As characterized in one of England's newspapers, The Guardian, recently, pianist Leslie Howard has been described by some as "a master of tradition of pianism in serious danger of dying out."

Why? Howard himself offered many insights into the answer during a telephone interview from London.

"I would hate to be starting now," Howard admitted. "There are far fewer secure ways of getting into the business.

"We've got a whole generation of people whose parents only know pop music. They don't go to classical concerts, and they don't buy classical records until they're much older, and they suddenly discover that it actually will hold their attention span for longer than three minutes. It's sociologically quite different."

Though he knew he would be a concert pianist, Howard said that to begin, he actually got his degree in literature — not music. He also studied mathematics, physics and chemistry in school. "I must say I'm very glad I did it that way. I always get distressed with people who go to music college and who don't do anything else. They come out not knowing how the music they play is supposed to relate to anything, or where it fits in history. I think you should have the broadest possible background that you can."

Although he was born in Melbourne, Australia, Howard's own broad background and love for all things English eventually took him to London, where he has been based for 30 years.

Howard said he entered the profession right at the end of the period when relatively few performing artists were asked to make records. Luckily, he said he was one of them, but there have been dramatic changes since then.

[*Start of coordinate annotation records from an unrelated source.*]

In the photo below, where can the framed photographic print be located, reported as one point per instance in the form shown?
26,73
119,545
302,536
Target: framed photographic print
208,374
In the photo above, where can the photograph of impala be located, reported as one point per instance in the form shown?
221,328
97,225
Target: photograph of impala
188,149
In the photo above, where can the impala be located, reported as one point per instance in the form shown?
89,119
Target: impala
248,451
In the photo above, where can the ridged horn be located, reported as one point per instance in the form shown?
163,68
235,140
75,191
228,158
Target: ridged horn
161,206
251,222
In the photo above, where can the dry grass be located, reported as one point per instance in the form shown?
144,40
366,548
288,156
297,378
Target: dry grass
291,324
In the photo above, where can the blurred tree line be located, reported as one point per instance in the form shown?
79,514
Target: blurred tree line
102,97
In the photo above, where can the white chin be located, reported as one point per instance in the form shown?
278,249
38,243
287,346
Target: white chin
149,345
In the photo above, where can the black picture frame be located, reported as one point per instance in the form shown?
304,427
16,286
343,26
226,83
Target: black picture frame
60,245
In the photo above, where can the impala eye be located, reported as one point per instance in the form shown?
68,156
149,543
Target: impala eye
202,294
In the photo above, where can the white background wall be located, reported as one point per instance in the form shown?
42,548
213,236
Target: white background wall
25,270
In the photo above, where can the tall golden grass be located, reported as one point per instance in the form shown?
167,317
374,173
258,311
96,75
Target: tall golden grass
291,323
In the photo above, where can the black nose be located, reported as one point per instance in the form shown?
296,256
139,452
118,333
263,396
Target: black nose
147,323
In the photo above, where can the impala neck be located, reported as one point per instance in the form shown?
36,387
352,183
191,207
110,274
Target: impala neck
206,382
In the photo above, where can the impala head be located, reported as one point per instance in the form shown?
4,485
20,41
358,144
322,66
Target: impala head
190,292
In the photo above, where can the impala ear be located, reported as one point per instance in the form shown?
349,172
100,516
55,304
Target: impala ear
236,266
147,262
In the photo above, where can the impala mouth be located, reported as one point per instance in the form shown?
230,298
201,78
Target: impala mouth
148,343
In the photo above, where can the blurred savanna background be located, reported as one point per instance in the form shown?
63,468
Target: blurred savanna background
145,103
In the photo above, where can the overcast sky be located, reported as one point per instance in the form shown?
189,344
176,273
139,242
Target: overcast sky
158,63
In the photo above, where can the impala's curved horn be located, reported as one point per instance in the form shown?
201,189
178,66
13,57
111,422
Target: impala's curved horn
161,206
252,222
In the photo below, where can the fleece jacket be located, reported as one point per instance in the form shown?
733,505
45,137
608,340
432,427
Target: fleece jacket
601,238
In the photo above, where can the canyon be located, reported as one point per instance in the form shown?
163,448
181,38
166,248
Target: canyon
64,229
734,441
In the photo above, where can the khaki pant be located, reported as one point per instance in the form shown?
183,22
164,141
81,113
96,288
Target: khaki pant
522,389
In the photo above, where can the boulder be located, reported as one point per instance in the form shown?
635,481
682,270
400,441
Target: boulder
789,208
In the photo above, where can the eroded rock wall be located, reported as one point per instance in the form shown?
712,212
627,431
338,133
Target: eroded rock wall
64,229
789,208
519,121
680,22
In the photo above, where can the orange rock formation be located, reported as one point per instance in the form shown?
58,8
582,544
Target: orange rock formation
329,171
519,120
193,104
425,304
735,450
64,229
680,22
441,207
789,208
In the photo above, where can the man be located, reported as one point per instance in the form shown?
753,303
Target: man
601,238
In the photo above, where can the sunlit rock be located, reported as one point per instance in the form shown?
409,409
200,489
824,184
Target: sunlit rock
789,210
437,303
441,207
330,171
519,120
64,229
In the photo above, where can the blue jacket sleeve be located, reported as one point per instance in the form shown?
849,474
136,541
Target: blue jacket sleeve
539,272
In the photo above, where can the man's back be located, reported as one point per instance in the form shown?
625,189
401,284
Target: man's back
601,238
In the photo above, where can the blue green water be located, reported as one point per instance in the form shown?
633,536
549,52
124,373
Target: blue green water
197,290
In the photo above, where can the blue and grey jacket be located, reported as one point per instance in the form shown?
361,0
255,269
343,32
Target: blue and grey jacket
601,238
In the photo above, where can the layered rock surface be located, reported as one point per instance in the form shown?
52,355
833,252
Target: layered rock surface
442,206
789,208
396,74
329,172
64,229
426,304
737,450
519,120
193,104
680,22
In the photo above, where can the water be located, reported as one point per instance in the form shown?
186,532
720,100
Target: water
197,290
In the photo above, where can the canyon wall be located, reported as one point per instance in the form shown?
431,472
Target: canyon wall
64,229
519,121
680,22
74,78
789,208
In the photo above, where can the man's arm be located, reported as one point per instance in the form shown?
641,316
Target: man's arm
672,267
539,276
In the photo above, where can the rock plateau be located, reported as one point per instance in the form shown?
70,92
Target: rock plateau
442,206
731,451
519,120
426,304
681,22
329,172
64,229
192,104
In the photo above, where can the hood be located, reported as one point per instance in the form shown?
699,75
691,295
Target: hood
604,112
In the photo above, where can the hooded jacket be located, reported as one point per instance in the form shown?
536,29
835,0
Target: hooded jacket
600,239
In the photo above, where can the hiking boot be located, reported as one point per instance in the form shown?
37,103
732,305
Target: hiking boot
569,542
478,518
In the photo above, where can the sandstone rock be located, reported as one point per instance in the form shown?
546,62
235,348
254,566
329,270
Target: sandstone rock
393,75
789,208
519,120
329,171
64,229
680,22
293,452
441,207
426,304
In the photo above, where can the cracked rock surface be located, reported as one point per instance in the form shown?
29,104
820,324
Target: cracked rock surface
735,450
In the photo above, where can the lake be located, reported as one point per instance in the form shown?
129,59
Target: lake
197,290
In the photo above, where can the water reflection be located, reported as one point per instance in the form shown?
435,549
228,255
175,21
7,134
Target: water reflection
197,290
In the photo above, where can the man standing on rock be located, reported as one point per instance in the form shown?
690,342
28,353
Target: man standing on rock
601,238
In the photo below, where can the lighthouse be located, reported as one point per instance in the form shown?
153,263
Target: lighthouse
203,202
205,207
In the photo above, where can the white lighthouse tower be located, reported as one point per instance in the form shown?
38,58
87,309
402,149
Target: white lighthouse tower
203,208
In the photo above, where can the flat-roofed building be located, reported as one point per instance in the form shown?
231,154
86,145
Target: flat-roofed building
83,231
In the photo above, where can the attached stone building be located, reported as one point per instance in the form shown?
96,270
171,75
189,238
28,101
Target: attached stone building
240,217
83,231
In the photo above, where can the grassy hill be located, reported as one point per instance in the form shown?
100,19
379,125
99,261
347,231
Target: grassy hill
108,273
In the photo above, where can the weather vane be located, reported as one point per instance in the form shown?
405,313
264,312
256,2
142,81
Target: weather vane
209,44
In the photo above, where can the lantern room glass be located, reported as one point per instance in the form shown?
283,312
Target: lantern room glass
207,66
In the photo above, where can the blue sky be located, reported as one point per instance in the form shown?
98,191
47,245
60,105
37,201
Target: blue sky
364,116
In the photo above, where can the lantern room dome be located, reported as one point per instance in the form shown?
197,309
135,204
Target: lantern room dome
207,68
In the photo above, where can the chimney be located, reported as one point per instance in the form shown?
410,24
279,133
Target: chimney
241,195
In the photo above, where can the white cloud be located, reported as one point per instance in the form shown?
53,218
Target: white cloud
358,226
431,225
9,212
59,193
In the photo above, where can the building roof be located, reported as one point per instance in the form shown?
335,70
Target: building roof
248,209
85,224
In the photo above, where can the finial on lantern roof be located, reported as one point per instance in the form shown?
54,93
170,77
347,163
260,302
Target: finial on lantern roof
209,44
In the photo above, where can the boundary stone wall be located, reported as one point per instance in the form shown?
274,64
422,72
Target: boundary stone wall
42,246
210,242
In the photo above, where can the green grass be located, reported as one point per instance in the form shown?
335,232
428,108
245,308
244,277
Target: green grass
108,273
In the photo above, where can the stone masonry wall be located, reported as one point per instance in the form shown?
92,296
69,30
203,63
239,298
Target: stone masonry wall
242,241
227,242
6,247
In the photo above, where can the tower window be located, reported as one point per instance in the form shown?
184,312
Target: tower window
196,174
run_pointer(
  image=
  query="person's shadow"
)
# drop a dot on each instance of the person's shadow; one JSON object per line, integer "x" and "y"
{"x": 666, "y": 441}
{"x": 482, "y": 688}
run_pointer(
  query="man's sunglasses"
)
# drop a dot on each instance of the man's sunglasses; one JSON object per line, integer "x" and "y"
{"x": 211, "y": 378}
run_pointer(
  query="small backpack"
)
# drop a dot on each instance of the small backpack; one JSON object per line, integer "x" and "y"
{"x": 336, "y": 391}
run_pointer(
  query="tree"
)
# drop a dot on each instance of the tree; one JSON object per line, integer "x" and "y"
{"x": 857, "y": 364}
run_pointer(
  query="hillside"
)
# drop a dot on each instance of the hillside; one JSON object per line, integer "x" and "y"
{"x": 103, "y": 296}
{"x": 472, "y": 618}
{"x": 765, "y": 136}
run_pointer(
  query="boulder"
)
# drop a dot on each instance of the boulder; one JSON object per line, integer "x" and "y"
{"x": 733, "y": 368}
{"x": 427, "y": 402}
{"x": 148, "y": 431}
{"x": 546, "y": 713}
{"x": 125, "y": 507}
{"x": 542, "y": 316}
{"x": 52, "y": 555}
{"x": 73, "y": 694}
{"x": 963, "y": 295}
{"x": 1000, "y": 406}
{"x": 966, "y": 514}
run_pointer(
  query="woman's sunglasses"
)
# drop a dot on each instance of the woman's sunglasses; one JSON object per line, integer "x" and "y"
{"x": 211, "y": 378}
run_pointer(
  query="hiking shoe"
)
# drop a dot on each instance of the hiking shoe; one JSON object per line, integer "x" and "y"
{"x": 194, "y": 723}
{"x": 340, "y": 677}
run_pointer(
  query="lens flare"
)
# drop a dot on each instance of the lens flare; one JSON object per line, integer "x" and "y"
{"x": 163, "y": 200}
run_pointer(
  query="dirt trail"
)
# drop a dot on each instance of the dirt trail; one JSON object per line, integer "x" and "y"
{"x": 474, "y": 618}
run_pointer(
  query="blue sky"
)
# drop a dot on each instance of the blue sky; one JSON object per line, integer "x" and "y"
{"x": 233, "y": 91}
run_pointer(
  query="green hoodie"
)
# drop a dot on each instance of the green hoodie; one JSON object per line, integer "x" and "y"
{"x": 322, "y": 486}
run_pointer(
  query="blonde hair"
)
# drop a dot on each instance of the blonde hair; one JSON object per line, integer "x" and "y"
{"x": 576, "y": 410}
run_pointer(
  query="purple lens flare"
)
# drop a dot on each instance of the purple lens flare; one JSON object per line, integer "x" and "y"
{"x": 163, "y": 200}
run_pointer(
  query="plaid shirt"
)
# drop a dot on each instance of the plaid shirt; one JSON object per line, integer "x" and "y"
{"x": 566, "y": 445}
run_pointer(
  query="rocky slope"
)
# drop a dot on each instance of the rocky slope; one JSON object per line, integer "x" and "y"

He observed that "in recent years, there has been such a glut on the market because practically everybody has a CD out, and none of them are selling. There's so much needless duplication. I don't think we need 60 different pianists' complete sets of the Beethoven Sonatas. Everybody should play them, but it's not absolutely necessary that everybody record everything."

Perhaps it was this passion that spurred Howard to be the first pianist to record the complete works of Liszt — a composer he felt was relatively neglected and somewhat maligned. "I felt that Liszt was getting very bad press, especially from ignorant people who think that he only writes very difficult music for people to show off with, which is, I'm afraid, still is a very prevalent attitude. Five minutes' examination of his catalog would show you that it wasn't true.

"Particularly, I get annoyed with young piano players who play with very bad taste, and everybody then blames Liszt for it. That always drives me mad because it's really not Liszt's fault if people have bad taste. I just thought Liszt needed somebody to do the proper job." The complete set has 94 CDs in it, and Howard says he'll be recording an additional CD of music that has surfaced in the past couple of years. "There's no other composer who wrote that much music for anything. There's no comparable thing. All the Schubert songs take 35 CDs, all the Beethoven piano music takes 18, and so on."

Howard will perform in concert as a guest of the Opus Chamber Orchestra. He'll play a solo piano recital on Tuesday, April 24, at 7:30 p.m. in the All-Saints Episcopal Church, and again with the Opus Chamber Orchestra on Sunday, April 29, at 5 p.m. in the Jewett Center at Westminster College. Tickets may be purchased at the door or by calling ArtTix at 355-ARTS (2787) or 1-888-451-ARTS.

Appropriately, Howard will include Liszt on his solo recital program, as well as two Beethoven Sonatas, a set of variations by Mozart, and Schumann's Symphonic Etudes, Op. 13. He'll play Beethoven's Concerto No. 5 "The Emperor" with the Opus Chamber Orchestra on Sunday.